Sorry I’m a bit late to a topic that I initiated. I didn’t know there’s single view depth prediction, amazing stuff.
Thank you so much to @hikinghack for pulling this together! Not to mention cross-posting this to the Wildlabs forum. Awesome to see a response from @Freaklabs there.
I just read this again, and think it might be helpful to think about this from the following angles.
0. Which ecological/conservation questions might depth-sensing data answer?
Some off the top of my head:
- Estimating wildlife populations - This is a big one, I know there are existing mathematical models that can make use of animal observation data only if there’s a good way to get depth-sensing info. Right now it’s a super labor intensive process that’s not practical (I can explain more if there’s interest).
- Measuring the size of animals - This can be a proxy for age, which provides demographic information about the species in question.
- Movement speed - If you can take images in burst mode (e.g. 3-4 photos per second) with depth data, you can estimate how fast an animal is moving.
- What else?
1. What ecological/conservation questions can each tech help answer?
For example, since structural light project is slow and can’t work on moving things, that constrains the type of data you get. Or, LIDAR scanners are powerful but expensive, so might be hard to deploy a large number of them in an array so you don’t get as much spatially distributed data. What are the implications of each?
2. Common evaluation criteria for each tech
Such as:
- Resolution
- Range
- Power needs
- Response time
- Spatial scalability (i.e. how feasible to deploy an array of these devices in the field)
- Cost $$$
- Can it sync with or replace existing camera trap images
- Technical complexity for building a camera trap out of it
How does the above sound? Is there a better approach? Or maybe I should post this to the Wildlabs forum instead.
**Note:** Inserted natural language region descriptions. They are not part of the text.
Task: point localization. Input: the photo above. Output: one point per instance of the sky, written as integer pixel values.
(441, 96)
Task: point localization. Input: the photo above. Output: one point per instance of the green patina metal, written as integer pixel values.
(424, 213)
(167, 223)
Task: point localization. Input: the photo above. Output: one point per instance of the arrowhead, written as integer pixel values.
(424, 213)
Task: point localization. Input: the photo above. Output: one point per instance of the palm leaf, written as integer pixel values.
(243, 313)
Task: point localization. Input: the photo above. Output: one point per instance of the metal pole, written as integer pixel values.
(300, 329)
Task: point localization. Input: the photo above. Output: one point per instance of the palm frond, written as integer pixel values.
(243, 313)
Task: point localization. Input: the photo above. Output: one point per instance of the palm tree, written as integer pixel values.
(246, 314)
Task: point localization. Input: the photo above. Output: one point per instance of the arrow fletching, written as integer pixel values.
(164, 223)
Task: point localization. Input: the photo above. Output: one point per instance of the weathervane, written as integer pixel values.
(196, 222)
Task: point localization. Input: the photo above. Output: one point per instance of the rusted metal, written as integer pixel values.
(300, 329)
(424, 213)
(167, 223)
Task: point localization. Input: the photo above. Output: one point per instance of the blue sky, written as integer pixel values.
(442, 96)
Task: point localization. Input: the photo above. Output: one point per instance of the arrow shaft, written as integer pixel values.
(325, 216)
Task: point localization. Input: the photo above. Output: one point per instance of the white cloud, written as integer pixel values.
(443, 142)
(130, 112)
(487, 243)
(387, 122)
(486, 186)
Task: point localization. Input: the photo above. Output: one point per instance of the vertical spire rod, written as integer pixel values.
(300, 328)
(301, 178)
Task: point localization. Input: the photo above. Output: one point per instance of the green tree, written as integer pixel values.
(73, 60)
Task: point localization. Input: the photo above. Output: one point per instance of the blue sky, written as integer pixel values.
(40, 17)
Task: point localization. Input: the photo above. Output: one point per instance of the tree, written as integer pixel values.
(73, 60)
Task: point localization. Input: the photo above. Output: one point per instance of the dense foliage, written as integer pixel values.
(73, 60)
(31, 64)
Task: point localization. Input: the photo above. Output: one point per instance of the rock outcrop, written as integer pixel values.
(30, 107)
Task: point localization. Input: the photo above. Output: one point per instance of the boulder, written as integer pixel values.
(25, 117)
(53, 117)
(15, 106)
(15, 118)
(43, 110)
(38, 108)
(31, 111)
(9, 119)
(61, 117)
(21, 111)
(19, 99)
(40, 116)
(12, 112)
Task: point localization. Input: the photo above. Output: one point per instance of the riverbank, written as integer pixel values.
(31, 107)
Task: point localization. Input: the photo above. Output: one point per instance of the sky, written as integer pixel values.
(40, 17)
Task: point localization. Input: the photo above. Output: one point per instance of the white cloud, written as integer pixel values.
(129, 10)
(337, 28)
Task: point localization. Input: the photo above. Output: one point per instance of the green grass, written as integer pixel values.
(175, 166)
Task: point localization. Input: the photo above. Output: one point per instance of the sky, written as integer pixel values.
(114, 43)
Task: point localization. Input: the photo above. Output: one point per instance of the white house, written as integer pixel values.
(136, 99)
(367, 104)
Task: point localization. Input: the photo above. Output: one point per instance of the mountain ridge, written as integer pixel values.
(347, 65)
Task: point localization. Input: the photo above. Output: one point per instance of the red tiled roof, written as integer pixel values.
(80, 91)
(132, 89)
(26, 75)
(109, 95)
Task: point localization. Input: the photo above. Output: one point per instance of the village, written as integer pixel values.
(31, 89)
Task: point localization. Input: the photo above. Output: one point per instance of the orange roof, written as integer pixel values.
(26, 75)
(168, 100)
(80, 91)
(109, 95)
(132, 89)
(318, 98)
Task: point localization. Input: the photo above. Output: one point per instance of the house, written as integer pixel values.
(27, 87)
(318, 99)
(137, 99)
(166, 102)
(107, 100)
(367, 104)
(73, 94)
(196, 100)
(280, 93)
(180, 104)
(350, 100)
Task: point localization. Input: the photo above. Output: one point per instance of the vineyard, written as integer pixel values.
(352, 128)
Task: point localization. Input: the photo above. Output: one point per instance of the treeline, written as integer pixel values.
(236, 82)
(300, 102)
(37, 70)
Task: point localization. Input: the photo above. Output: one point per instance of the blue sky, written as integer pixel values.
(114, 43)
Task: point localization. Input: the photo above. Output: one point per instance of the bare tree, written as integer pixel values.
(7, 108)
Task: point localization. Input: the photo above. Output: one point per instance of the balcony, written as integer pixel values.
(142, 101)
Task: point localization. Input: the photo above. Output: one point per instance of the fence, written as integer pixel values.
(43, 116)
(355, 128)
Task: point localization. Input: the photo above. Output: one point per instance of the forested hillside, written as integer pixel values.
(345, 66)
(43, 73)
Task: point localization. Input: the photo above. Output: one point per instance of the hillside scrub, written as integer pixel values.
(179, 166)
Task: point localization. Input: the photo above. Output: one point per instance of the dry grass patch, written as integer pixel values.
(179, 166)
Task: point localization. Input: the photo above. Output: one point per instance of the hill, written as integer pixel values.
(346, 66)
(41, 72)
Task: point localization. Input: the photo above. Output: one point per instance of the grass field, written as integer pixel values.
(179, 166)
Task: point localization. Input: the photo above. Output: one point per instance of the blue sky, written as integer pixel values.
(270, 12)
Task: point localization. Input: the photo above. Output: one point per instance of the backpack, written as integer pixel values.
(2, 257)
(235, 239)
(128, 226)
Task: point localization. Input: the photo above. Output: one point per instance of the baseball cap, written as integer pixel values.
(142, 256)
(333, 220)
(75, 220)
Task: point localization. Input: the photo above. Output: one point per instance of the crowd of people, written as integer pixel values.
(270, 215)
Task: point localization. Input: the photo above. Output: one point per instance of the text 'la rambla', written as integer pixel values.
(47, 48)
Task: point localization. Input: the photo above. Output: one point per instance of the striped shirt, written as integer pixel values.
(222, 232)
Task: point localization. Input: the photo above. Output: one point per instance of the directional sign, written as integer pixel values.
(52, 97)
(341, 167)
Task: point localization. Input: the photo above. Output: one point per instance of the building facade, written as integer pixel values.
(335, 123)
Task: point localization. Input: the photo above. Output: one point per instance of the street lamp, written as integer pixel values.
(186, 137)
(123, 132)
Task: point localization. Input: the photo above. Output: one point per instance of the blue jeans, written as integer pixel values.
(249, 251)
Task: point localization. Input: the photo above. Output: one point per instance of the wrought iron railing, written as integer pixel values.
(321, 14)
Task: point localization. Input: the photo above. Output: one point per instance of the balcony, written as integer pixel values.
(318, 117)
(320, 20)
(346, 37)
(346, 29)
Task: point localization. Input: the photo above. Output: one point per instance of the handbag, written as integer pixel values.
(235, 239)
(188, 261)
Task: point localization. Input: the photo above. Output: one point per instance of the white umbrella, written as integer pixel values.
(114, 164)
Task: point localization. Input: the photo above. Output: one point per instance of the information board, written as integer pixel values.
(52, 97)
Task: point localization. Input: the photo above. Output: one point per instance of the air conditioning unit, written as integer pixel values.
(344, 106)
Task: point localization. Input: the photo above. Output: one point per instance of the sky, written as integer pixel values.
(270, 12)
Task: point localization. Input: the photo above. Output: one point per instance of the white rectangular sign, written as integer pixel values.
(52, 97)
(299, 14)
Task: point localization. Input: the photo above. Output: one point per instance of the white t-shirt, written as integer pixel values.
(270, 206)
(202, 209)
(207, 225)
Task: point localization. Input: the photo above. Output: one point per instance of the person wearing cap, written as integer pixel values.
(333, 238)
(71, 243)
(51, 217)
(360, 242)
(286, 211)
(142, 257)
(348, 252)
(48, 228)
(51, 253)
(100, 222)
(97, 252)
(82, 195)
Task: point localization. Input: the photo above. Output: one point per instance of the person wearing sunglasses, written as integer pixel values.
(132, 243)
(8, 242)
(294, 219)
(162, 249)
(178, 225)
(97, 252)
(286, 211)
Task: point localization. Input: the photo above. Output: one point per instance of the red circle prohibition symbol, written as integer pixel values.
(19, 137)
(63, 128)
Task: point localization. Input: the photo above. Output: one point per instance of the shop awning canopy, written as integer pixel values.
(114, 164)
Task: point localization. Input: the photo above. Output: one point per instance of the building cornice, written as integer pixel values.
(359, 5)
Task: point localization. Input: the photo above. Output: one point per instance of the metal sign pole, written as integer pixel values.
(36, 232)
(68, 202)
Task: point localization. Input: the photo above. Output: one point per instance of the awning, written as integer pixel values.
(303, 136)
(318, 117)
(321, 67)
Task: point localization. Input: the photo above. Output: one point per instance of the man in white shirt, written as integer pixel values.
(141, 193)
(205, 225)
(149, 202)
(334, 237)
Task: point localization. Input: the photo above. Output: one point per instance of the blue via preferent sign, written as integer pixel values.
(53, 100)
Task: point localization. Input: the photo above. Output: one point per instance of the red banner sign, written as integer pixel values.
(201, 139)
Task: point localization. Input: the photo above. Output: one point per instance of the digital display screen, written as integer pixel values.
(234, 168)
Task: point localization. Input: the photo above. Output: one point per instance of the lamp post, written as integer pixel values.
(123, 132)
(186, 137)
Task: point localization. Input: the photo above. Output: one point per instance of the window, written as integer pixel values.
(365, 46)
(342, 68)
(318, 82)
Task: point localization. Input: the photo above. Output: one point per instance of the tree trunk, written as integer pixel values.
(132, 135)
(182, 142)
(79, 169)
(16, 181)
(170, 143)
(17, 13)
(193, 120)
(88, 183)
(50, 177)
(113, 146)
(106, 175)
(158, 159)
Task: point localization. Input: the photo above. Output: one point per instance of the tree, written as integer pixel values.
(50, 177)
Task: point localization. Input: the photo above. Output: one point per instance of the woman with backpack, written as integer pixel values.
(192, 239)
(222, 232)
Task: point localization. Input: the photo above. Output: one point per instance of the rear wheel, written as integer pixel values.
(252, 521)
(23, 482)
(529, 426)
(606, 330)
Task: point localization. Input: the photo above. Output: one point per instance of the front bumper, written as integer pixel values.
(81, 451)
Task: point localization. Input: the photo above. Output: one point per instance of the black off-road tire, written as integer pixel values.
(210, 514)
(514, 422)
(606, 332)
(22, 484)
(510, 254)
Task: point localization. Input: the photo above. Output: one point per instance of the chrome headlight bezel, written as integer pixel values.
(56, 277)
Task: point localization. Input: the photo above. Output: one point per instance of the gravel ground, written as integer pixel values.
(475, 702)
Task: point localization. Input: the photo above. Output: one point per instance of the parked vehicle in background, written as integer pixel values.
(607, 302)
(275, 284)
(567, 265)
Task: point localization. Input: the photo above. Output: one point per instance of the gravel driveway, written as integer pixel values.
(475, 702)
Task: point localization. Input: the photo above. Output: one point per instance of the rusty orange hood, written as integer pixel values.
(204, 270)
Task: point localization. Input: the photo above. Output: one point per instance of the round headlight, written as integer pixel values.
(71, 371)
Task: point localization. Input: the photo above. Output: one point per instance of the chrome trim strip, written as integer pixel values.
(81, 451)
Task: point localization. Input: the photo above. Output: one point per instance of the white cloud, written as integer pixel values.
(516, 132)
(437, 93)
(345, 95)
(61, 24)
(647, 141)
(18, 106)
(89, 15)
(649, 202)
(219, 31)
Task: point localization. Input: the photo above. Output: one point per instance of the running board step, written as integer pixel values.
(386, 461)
Eventually, I think it would be super cool to develop an open source hardware camera trap. But like @hikinghack said even the case would be a challenge, not to mention other things like a quick triggering system, power requirements, etc. But I think it’s a worthwhile endeavor especially if we can bring new technology to the table like depth-sensing, something multiple ecologists have dreamed about but don’t have the ability to create.
Maybe a first step is to see if @Freaklab’s BoomBox system can be adapted??
I know @laola has also indicated an interest in this, so please chime in!